Schlossstern Velden
Der Prinz, der das in seinem schwarzsilbernen Prunkambiente entschlafene Restaurant Schlossstern wachküsste, heißt Stefan Lastin, war zuletzt in der Spitzengastronomie am Arlberg und in Niederbayern tätig und bewältigte seine neue Herausforderung in wahrhaft märchenhafter Manier: Im Spannungsfeld zwischen viergängigem Kärntner- und siebengängigem Schlosssternmenü, zwischen gekochtem Rindfleisch und Gänseleber, zwischen „Kärntner Laxn“ und Thunfisch, entfaltete sich seine detailverliebte, leichtfüßige Kunst, die es versteht, aus schillernden Geschmacksfacetten veritable Kleinode zu schaffen, wobei gerne ein Hauptmotiv anmutig abgewandelt wird.
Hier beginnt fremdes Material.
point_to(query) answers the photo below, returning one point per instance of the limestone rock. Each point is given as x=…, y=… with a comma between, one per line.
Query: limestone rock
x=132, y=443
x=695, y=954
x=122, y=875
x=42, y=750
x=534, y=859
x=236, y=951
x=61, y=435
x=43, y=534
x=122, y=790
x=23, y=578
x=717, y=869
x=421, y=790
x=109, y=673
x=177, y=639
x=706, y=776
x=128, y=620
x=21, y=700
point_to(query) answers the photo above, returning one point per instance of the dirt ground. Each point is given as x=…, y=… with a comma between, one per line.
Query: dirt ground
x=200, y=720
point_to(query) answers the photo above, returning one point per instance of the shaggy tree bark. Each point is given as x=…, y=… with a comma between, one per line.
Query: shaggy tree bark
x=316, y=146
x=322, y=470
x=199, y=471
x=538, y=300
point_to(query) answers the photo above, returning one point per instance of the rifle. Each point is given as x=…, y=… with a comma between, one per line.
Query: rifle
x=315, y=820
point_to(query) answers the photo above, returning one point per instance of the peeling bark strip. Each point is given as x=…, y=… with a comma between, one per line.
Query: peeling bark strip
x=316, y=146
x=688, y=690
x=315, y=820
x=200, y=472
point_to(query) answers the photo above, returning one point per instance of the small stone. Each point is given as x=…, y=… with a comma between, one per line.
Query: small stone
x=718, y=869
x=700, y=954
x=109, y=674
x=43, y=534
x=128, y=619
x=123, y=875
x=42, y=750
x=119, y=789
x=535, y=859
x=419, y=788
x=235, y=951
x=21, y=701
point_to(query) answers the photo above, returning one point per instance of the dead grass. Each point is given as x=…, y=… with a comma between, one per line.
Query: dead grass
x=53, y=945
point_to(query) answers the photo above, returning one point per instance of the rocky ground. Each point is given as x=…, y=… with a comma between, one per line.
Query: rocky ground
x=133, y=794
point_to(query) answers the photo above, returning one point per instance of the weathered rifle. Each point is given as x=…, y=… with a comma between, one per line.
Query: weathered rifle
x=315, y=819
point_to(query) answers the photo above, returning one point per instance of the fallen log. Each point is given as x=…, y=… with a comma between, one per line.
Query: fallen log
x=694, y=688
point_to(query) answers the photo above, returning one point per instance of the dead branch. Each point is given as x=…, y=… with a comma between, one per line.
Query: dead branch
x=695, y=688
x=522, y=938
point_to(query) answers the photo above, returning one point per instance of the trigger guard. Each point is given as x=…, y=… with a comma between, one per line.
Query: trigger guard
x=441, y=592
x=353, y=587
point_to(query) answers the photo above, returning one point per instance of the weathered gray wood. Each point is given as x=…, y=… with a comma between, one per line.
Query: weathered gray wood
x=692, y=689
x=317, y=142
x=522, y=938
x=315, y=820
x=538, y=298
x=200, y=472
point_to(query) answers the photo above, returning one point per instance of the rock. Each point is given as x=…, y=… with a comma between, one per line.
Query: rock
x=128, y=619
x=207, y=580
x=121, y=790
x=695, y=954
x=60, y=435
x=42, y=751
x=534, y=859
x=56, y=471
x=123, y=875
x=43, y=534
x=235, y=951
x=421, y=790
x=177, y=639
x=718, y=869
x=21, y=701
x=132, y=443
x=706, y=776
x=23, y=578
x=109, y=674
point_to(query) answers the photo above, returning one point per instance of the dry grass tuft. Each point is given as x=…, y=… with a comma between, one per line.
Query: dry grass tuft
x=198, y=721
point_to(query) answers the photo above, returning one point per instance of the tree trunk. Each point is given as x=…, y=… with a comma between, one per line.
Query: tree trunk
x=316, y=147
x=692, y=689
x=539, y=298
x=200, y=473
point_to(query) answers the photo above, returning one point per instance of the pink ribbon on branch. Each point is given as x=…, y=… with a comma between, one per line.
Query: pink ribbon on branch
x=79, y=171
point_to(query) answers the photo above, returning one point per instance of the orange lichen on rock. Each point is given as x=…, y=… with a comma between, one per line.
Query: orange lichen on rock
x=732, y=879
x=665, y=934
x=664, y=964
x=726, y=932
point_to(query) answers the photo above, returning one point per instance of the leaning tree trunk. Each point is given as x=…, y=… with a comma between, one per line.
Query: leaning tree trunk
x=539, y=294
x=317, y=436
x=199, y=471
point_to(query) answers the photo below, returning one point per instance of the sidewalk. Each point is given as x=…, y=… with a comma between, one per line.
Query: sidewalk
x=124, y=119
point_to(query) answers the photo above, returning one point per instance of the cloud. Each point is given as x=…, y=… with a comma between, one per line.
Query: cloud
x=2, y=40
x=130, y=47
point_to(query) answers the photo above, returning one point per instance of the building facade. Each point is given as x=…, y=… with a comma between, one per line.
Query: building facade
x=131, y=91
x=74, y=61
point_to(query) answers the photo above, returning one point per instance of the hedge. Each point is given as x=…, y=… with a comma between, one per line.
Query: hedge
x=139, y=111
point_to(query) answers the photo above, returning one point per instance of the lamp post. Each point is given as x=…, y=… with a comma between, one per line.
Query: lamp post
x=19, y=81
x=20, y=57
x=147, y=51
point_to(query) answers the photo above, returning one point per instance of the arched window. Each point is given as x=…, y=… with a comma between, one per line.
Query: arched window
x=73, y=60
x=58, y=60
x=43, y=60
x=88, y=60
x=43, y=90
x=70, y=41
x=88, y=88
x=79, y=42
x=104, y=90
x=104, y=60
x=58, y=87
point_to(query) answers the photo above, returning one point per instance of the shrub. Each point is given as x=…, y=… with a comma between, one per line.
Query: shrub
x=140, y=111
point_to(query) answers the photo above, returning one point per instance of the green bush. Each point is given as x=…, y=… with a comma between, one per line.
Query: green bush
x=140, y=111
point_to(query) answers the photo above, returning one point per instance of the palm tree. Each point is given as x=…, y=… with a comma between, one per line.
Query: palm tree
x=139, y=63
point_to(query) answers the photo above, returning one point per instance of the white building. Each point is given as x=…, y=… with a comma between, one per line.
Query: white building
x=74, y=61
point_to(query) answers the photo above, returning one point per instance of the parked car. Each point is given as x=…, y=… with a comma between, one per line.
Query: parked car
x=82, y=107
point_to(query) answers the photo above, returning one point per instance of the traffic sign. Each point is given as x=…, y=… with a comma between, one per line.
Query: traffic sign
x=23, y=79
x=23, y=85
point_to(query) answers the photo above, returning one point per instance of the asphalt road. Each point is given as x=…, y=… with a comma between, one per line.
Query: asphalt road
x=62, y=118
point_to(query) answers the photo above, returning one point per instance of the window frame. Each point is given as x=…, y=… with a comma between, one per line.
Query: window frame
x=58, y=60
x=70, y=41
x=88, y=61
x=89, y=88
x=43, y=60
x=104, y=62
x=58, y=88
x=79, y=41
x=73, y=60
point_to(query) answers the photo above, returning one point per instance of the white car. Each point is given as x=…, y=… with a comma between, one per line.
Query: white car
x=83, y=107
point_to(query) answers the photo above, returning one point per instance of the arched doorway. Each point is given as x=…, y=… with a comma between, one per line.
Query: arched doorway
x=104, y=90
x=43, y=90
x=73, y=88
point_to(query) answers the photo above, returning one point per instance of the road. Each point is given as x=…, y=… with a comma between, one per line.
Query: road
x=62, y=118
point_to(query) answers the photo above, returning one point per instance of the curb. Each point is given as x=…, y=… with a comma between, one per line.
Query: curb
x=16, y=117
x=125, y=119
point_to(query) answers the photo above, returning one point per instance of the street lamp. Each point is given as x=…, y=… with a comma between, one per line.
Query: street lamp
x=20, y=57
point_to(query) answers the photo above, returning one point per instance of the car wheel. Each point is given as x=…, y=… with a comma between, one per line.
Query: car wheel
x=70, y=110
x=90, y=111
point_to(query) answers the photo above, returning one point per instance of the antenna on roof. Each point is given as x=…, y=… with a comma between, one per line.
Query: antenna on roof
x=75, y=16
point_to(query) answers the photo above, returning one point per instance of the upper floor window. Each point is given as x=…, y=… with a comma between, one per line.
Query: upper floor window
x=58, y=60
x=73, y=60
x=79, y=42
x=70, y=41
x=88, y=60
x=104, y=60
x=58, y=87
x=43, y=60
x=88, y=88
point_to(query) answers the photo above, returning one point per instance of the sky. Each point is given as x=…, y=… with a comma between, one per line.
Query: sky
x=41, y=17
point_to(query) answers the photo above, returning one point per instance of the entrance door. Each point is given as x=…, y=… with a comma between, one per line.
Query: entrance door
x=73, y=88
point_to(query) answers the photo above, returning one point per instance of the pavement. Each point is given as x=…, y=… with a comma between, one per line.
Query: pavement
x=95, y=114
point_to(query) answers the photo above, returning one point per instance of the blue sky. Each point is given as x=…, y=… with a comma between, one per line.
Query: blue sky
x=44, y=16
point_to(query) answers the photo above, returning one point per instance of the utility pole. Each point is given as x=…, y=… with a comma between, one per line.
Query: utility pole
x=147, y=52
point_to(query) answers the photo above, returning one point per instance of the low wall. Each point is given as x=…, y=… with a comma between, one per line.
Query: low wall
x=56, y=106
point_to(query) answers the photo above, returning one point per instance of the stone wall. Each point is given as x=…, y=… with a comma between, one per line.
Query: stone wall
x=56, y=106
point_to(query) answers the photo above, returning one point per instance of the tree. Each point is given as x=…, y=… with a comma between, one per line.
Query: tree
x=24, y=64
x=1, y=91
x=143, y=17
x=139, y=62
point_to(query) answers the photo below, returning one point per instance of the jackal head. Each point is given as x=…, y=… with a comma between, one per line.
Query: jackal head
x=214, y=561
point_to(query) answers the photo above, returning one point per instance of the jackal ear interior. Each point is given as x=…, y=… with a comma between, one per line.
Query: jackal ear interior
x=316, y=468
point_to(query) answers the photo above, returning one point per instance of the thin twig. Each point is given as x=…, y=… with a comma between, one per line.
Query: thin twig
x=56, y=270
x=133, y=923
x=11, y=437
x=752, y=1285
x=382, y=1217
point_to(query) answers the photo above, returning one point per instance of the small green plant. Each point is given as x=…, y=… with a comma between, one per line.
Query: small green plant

Das manifestierte sich bereits in einer reizvollen Kurzabhandlung zum Thema Ente in Gestalt eines ungewöhnlich aufwendigen Amuse bouche, bestehend aus intensiver Essenz, in der auch noch ein feinmembraniges Teigtäschchen Platz fand, einer mit Lebermousse gefüllten Herzkirsche sowie einem köstlichen Fleischbällchen, setzte sich fort beim Wörthersee-Saibling in den Erscheinungsformen Filet und Carpaccio und gipfelte im „Besten vom Mölltaler Milchkalb“, einem fein strukturierten zartrosa Gustostück in Kräuterkruste zwischen Würfeln von Kalbskopf und -wangen. Dazwischen funkelten Solitäre wie eine phänomenale Delice von der Biogänseleber mit Holler oder der Atlantiklangostino auf samtigem Petersilien-Pastinaken-Püree. Nach einem Zwischengang mit optimal gereiften Käsesorten, bei dem der junge Sommelier seine auch auf diesem Sektor profunden Kenntnisse demonstrierte, ohne einen Augenblick belehrend zu wirken, ging es mit Variationen von Bauerntopfen und Erdbeeren ins stilgetreue Finale. Ein Pauschallob verdiente auch das übrige Serviceteam, das sich ungeachtet feierlichen Outfits und exakter Choreografie eine herzerfrischend natürliche Freundlichkeit bewahrt hatte.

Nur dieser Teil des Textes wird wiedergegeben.